Though frustrating for millennials, “it may mean that this generation will show fewer of the negative effects of wealth such as selfishness, narcissism and a high sense of entitlement,” says Jetten.
This generation may show fewer of the negative effects of wealth such as selfishness, narcissism and a high sense of entitlement.
There are even signs that even high-earning young professionals who could choose to invest in stocks or property are instead becoming increasingly focused on making memories instead of money. In the US, since 1987, the share of consumer spending on live experiences and events relative to total consumer expenditure has risen by 70%, according to figures from the US Department of Commerce.
Paris-based American fashion photographer Eileen Cho, 25, for example, grew up in an affluent neighbourhood in Seattle, but describes the idea of earning cash in order to save or invest it in property as “like a jail sentence”.
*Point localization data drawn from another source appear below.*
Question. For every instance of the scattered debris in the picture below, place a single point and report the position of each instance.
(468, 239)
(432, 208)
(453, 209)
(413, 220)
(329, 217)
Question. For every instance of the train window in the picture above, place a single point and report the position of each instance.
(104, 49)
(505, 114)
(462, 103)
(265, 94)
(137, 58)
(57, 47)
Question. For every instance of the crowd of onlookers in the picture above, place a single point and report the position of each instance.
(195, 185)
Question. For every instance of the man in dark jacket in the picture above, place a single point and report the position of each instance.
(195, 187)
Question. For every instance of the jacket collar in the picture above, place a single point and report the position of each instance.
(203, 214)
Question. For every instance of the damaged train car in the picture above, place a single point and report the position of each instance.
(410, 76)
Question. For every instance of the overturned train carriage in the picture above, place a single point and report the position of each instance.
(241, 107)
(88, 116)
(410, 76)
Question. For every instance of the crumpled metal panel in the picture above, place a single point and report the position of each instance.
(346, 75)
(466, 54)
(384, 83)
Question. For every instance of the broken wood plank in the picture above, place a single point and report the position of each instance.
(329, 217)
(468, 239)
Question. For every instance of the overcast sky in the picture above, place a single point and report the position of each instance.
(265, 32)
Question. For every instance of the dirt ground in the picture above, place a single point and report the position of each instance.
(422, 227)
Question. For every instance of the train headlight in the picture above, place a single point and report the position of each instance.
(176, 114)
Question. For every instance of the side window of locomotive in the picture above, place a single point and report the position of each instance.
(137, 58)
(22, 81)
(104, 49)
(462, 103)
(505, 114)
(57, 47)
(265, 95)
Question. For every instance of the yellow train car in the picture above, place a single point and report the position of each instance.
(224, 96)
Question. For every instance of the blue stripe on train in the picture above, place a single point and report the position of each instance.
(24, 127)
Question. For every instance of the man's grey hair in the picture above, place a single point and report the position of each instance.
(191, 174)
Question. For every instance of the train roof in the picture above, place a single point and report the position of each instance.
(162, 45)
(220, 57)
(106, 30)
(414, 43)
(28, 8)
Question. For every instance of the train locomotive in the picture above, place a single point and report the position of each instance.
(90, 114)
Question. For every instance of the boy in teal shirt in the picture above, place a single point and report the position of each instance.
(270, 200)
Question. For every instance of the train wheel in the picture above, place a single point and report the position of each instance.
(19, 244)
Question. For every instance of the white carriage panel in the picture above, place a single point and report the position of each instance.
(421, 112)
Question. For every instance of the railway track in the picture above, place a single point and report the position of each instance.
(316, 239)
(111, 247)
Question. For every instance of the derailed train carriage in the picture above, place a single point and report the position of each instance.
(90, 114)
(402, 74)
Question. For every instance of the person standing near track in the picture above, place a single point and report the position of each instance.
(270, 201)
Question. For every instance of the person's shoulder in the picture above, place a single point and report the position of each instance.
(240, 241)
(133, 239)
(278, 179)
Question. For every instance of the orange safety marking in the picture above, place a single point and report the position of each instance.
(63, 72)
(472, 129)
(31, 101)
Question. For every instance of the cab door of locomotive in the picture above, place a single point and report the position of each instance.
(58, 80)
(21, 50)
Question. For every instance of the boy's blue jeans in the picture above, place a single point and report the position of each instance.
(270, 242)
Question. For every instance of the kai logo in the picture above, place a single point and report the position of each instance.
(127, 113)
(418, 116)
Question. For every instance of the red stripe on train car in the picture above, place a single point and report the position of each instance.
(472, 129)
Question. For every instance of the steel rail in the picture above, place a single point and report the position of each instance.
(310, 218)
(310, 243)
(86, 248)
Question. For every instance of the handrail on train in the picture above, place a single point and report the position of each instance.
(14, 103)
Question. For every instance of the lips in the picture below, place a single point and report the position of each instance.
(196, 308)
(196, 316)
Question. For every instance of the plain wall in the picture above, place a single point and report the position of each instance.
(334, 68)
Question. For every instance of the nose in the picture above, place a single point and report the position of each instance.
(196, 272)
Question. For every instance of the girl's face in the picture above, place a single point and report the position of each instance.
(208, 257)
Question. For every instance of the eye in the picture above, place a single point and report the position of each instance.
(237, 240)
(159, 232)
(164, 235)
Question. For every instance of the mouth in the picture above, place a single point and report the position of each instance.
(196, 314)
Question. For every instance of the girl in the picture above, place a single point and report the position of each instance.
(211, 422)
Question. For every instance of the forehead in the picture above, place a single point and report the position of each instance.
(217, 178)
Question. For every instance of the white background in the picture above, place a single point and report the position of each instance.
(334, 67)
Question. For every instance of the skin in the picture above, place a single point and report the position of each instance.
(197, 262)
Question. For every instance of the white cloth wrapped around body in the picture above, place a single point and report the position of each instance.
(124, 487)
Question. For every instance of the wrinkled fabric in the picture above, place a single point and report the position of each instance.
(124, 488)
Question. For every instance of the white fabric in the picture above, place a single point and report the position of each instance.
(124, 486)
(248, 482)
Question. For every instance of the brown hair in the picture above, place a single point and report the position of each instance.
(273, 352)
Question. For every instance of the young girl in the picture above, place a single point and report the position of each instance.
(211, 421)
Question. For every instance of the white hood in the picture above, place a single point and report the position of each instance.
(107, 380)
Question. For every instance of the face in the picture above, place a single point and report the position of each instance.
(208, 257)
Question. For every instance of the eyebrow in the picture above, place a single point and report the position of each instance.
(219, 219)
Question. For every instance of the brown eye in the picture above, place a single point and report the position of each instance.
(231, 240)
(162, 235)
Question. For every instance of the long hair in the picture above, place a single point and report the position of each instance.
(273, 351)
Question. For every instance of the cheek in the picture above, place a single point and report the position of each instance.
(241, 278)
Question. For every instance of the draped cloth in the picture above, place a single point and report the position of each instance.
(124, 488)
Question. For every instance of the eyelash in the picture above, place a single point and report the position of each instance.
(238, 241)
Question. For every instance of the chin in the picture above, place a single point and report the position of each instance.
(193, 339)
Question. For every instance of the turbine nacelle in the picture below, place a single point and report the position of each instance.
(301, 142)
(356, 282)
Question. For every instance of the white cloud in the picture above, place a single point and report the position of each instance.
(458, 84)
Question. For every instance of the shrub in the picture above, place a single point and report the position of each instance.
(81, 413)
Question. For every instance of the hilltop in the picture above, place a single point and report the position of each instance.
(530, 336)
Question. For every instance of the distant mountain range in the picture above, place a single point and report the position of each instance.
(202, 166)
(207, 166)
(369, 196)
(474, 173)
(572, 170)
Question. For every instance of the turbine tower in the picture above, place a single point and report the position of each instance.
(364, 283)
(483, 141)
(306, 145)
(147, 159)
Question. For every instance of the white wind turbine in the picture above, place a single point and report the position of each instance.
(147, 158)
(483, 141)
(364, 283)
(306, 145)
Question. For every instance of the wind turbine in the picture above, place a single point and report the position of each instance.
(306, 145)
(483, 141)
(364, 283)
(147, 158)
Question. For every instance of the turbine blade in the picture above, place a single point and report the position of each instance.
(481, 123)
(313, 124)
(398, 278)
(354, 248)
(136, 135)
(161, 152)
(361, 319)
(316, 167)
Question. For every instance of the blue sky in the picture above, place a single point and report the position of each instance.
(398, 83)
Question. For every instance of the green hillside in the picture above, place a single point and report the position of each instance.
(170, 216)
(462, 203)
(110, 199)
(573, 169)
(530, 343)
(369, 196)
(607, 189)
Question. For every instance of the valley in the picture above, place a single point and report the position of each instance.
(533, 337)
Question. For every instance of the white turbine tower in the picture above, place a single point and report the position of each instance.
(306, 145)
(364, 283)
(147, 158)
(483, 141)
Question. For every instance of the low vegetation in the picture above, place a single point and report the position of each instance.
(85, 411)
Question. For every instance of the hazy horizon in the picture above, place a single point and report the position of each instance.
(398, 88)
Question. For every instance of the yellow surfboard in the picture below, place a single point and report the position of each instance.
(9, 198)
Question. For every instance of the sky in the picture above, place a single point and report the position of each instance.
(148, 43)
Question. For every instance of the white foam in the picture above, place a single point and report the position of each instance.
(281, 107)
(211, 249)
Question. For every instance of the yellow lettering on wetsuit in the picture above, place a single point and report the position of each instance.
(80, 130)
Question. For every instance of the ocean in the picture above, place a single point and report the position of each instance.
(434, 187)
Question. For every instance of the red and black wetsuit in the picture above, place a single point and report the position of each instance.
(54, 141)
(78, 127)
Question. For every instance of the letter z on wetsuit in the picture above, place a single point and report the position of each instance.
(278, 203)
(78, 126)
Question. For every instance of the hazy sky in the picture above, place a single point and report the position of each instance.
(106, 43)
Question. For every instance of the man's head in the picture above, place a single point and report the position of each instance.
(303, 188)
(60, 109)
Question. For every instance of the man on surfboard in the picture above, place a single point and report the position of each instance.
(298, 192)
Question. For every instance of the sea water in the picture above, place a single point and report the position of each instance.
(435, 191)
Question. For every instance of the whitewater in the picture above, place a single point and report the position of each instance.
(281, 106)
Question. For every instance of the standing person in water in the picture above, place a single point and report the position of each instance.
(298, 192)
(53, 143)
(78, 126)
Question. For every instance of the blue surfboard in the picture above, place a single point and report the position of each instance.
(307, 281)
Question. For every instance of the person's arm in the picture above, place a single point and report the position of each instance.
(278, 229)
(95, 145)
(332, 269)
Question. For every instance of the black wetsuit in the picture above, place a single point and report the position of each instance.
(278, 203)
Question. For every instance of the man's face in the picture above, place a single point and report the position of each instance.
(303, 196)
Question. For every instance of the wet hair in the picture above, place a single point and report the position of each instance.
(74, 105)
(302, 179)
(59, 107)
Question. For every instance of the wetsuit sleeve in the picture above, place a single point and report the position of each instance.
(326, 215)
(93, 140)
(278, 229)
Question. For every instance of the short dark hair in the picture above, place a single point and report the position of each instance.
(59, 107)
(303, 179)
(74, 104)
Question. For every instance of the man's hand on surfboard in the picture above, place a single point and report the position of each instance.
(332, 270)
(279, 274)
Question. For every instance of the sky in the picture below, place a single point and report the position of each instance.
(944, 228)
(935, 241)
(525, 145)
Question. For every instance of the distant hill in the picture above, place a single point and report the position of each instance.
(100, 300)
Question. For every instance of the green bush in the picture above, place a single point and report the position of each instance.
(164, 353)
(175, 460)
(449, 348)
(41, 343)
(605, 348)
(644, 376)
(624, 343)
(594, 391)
Despite being offered financial help from her parents, who wanted to help her buy a home, she’s opted to share a 30-square meter rented apartment with her boyfriend instead.
“We pay 950 euro ($1030) a month [in rent] and still have enough for one international trip a month,” she explains.
“For me it’s about experiencing things and being happy. Tomorrow I am off to Spain; my next trip is Marrakech.”
It’s an approach that coach Pia Webb supports, although she argues that young workers should be mindful to avoid travel and other experience-based adventures simply becoming the new norm against which they benchmark their “wealth”.
“Traveling is a great way of learning about other cultures, getting to know yourself and finding your place in the world, but it can also become an addiction. You’re getting hit from experiencing new things – just like when people go shopping for example. But this can mean you’re not so rooted, or you miss out on quality time with family,” she says.
“My best advice is that you need to work out what’s right for you as an individual and learn to be happy with the really small things in life, wherever you are”.